Gonzalo and Felicitas Mendez
They went to court, not just for their own children, but for all Latino students.
Gonzalo refused to accept this. He went to the principal, the superintendent, finally the school board. They all said no.
But, Gonzalo wouldn't go away quietly.
He rallied four other Mexican-American families: Gomez, Palomino, Estrada, and Ramirez. Together, they went to court, not just for their own children, but for all the Latino children in Orange County.
The school board argued that Mexicans were inferior to whites and couldn't speak English; Silvia proved them wrong.

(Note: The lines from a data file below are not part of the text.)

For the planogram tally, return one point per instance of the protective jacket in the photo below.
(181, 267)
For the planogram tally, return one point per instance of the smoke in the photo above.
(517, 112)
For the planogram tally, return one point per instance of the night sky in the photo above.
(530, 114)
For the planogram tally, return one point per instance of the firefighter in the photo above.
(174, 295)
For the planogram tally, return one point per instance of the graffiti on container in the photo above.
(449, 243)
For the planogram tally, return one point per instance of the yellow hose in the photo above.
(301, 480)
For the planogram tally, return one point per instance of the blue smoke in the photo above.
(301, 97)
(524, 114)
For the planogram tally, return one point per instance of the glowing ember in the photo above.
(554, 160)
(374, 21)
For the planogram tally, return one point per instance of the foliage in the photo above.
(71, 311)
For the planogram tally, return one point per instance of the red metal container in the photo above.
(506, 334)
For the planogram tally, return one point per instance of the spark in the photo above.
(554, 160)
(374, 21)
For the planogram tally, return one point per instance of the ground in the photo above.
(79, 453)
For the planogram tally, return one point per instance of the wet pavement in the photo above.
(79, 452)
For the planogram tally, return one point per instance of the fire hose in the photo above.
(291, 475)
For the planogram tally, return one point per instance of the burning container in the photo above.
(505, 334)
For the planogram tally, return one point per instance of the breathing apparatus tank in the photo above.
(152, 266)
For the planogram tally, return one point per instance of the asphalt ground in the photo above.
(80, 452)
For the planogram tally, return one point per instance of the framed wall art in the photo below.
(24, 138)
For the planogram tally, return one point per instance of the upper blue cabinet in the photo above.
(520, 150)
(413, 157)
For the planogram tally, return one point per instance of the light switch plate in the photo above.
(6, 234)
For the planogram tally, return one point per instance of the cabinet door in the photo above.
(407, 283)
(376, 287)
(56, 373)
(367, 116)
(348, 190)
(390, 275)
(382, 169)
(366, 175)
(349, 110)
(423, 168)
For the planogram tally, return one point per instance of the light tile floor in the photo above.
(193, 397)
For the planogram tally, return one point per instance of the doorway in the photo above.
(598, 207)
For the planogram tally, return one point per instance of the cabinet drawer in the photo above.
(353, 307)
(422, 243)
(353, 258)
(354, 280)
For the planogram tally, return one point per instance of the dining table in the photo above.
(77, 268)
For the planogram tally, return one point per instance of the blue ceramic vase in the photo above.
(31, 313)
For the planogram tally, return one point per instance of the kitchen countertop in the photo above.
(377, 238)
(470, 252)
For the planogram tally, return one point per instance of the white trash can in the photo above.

School superintendent James Kent argued:
"People of Mexican descent are intellectually, culturally, and morally inferior to European Americans."
So, eight-year-old Sylvia Mendez took the stand and, in perfect English, demonstrated to the court that Latino Americans were just as smart and capable as white students.
Felicitas, Sylvia, Gonzalo Jr., and Jerome
The judge ruled in favor of Mendez and the other Mexican-American families - SEPARATE IS NOT EQUAL.
On February 18, 1946, Judge Paul J. McCormick ruled in favor of the Mendez family and their fellow plaintiffs, arguing that segregation was unconstitutional, creating inequality where there was none. Separate is not equal.
The same argument would later be used in Brown v. Board of Education, the Supreme Court case that ended segregation across America.
Unwilling to give up their "whites only" schools, the school board appealed the decision, but, this time the Mexican-American families had the support of the NAACP, League of United Latin American Citizens, Japanese American Citizen's League, and the World Jewish Congress.
On April 14th, 1947, they won AGAIN.
California became the first state to outlaw segregation.
After the ruling was upheld, then-Governor Earl Warren moved to desegregate not just all public schools, but all public spaces in California.
Thanks to the perseverance of Gonzalo, Felicitas, and the other Mexican-American families, as well as the bravery of young Silvia, California became the first state to desegregate schools.
Their case created the precendent that would be used seven years later in Brown v Board of Education, the landmark Supreme Court case that desegregated all schools across the nation.
Sylvia and her mother, Felicitas, in 1996
Sylvia went on to become a nurse, adopting and raising two girls while working in the medical field for over 30 years. Throughout er life, she continued to be an advocate for education and equal rights.
Silvia met with President George W. Bush and was awarded the Medal of Freedom by President Barack Obama.
Two schools in California have been named after Gonzalo and Felicita Mendez, the "Gonzalo and Felicitas Mendez Fundamental Intermediate School" in Santa Ana, and the "Felicitas and Gonzalo Mendez Learning Center" in Boyle Heights.
The families who banded together to go up against the school board proved that el pueblo unido, jamas sera vencido: the people united can never be defeated.
These working class families were willing to put up a fight, even when the odds were against them and challenging authority made their lives very difficult. They understood that, to make change, we can't afford to back down.